Wood v. MUTUAL OF NEW YORK LIFE INSURANCE COMPANY, 405 F. Supp. 685 (N.D. Ala. 1975)

US District Court for the Northern District of Alabama - 405 F. Supp. 685 (N.D. Ala. 1975)
September 10, 1975

405 F. Supp. 685 (1975)

Betty W. WOOD, Plaintiff,
v.
MUTUAL OF NEW YORK LIFE INSURANCE COMPANY, Defendant.

No. CA75-H-869-J.

United States District Court, N. D. Alabama, Jasper Division.

September 10, 1975.

James K. Davis, Fite, Davis & Fite, Hamilton, Ala., for plaintiff.

Laurence D. Vinson, Jr., Bradley, Arant, Rose & White, Birmingham, Ala., for defendant.

 
ORDER

HANCOCK, District Judge.

This cause came on to be heard before the court at a regularly scheduled motion docket on September 5, 1975, upon motion of plaintiff to strike the first defense, the second defense, the fourth defense and the fifth defense of defendant's answer. The court has considered the motion as well as the supporting and opposing briefs, affidavits and exhibits and is of the opinion that the motion is due to be overruled and denied.

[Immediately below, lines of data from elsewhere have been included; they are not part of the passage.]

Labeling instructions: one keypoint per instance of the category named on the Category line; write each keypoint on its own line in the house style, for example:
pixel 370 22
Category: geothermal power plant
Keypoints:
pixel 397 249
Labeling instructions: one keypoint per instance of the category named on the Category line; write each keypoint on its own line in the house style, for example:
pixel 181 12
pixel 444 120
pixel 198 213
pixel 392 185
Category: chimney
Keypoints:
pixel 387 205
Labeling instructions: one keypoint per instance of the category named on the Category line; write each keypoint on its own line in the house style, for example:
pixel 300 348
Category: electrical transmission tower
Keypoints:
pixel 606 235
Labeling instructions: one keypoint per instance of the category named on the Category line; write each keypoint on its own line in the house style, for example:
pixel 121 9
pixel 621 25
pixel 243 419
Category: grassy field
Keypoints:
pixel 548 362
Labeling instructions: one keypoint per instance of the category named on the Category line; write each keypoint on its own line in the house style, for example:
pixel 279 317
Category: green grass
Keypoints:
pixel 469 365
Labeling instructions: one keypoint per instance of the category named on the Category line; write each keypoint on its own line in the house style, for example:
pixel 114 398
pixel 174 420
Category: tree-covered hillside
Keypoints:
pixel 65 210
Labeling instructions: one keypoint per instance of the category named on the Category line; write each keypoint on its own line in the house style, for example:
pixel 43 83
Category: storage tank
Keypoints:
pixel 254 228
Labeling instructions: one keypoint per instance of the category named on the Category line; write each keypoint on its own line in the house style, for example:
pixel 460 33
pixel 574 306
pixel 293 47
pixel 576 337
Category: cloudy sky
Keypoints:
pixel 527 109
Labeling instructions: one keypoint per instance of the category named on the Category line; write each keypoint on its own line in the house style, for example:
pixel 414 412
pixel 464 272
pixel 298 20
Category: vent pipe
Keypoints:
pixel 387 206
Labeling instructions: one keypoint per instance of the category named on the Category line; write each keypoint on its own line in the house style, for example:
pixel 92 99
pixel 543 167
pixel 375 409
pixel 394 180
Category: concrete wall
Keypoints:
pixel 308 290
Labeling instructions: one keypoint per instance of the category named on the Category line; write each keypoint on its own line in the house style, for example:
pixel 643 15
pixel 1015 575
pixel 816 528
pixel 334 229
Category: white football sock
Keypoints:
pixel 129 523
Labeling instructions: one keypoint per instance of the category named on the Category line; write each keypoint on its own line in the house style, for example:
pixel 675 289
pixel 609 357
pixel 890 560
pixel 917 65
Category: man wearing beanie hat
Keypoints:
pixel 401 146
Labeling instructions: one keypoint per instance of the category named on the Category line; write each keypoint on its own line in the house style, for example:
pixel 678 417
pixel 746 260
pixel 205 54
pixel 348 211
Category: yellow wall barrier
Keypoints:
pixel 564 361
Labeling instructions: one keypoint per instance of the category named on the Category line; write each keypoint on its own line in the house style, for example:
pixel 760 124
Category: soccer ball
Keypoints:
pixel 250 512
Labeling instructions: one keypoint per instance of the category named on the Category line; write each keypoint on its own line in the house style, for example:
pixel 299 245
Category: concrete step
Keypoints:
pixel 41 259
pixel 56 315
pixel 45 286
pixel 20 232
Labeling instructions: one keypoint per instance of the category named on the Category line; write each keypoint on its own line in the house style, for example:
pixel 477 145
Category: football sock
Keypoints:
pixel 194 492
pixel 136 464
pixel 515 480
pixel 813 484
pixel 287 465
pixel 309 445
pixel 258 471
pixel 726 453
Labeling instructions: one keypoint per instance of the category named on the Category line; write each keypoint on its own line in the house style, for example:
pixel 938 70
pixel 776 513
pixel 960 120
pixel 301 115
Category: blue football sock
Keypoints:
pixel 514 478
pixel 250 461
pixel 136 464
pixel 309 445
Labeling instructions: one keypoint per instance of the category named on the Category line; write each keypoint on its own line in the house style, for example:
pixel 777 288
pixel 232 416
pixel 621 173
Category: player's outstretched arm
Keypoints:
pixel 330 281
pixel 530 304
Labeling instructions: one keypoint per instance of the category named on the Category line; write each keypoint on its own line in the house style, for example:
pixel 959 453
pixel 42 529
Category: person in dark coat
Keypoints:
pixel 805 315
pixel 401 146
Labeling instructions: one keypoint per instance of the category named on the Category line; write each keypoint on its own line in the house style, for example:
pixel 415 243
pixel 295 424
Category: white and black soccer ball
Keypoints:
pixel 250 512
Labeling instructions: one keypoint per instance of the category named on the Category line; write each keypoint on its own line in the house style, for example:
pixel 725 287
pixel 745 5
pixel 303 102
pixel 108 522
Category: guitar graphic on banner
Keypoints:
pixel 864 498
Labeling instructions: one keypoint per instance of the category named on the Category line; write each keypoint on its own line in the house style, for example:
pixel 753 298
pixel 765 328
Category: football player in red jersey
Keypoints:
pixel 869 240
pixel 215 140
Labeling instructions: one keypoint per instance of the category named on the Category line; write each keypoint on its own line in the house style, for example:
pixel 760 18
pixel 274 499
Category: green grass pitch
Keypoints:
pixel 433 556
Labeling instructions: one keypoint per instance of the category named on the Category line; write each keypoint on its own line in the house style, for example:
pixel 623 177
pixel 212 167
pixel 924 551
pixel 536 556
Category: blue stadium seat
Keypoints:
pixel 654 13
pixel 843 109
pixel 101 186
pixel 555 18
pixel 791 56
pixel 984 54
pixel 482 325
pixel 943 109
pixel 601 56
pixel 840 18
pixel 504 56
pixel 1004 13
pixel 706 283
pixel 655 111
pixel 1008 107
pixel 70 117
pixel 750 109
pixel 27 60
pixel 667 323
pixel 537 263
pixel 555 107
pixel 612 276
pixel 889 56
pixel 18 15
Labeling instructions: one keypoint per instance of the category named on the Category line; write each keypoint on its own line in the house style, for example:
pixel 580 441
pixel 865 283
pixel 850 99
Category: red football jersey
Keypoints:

On June 9, 1975, Betty W. Wood filed suit in the Marion County Superior Court for the Fourth Judicial Circuit of Alabama against Mutual of New York Life Insurance Company (MONY) to recover on a policy of insurance which had been issued on or about June 30, 1960, insuring the life of her husband, James A. Wood. The action was removed here by the defendant pursuant to the court's diversity of citizenship jurisdiction. The parties herein admit that said policy of insurance, insuring the life of James A. Wood, was in fact issued on or about June 30, 1960. In her complaint, plaintiff alleges that James A. Wood died on December 8, 1961, and that defendant had notice of said fact. Plaintiff further alleges that the $25,000 face amount of the policy is now due and that she is the beneficiary of the proceeds of the policy.

By way of its answer, filed and served on July 3, 1975, the defendant asserts, inter alia, that the plaintiff's claim is barred by the applicable statute of limitations. On August 1, 1975, the plaintiff moved the court to strike certain of MONY's defenses, including the second defense of the statute of limitations. Plaintiff contends that MONY had previously denied liability on the ground that the policy was not in force and effect at Mr. Wood's death, and that it cannot now insist on another ground, namely, the statute of limitations.

In support of her contention, plaintiff relies upon the affidavit of Mr. Rankin Fite, her attorney. In essence, Mr. Fite states that through correspondence with MONY in December, 1974, and January, 1975, MONY indicated that its position was that the policy had terminated without value in June, 1961. Mr. Fite further states that he never received notice *686 from MONY that it was asserting any defense other than lapse of the policy without value in June, 1961.

For the purpose of deciding plaintiff's motion to strike, the court proceeds upon the assumption that defendant does not contest the above statements of Mr. Fite. In other words, the court, as a matter of law, will decide the propriety of the statute of limitations defense based upon the undisputed facts as they have developed to date.

Under Alabama case law when an insurer denies the existence of a contract of insurance upon notice of a claim under the policy, such acts as a waiver of other defenses which the insurer might later seek to assert. See, e. g., Home Insurance Company v. Scharnagel, 227 Ala. 60, 148 So. 596 (1933); Liverpool & London & Globe Insurance Company v. McCree, 213 Ala. 534, 105 So. 901 (1925). However, a careful review of these authorities indicates that there is a significant qualification to the foregoing principle. Under such qualification, defenses which are capable of being waived under the principle outlined above are limited to defenses arising out of an express condition contained in the insurance contract. Here, the statute of limitations raised by the defendant is a procedural bar imposed by reason of law and not a defense conferred upon the insurer because of a contractual undertaking. Plaintiff has not shown conditions upon which the running of the statute is tolled or upon which the statute is waived or removed. Therefore, the court is of the opinion that the statute of limitations may be an appropriate defense.

Accordingly, it is hereby ordered that plaintiff's motion to strike defendant's defense of the statute of limitations is overruled. It is further ordered that the motion as addressed to other defenses is likewise overruled.